DREW WILEY
Member
- Joined
- Jul 14, 2011
- Messages
- 13,679
- Format
- 8x10 Format
You bring up such memories, Adrian! My mother had a little box Brownie (the black kind), put an equivalent of Kodak gold in there, would get everyone in the viewfinder, then look back up and ask everyone to smile, trip the button, and every single picture she ever took was tilted! No meter. If a snapshot turned out washed out, the store got blamed. It takes a lot of patience working with other peoples negatives. I almost never did that. But I did do a number of complex photo restoration projects. In one case, there was only one surviving print of an entire family, and it had gone through a fire. That's why I kept Tech Pan and IR film on hand; these films can see through quite a bit. Those kinds of tasks are a lot easier today via digital copy and workflow.
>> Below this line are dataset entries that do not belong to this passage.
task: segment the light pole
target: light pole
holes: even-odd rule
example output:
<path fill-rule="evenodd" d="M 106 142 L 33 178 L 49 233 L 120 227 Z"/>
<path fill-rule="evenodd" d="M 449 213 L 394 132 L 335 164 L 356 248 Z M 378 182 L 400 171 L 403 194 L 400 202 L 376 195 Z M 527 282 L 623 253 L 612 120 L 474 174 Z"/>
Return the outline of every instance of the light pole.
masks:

I've bought a fair amount of outdated 8x10 chrome film to save money, especially doing experimental things. If it's kept frozen the whole time, it's good for quite awhile, but once thawed can develop crossover much faster than new film, so needs to be used more promptly. Last year I found a single unused sheet of 8x10 ACROS over 20 yrs old in a paper safe I thought was empty. So I did a "what the heck" shot with it a few days later and it came out incredibly surreal - not exactly a solarized sun, but more of an eclipse-like veil. Mistakes are great at times. But making mistakes with other peoples' film, no, that's too risky for me. I have salvaged a few irreplaceable adventure pics for personal friends, as well printing select 4x5 chromes from my late brother's collection before they totally degraded form mildew or whatever; some of those were on ultra-grainy pre-E6 Agfachrome, but had marvelous color. But as an aside, I don't like people calling inkjet prints "pigment prints" - they're not, but ink blends including a number of fairly common dyes. True pigment printing is something entirely different.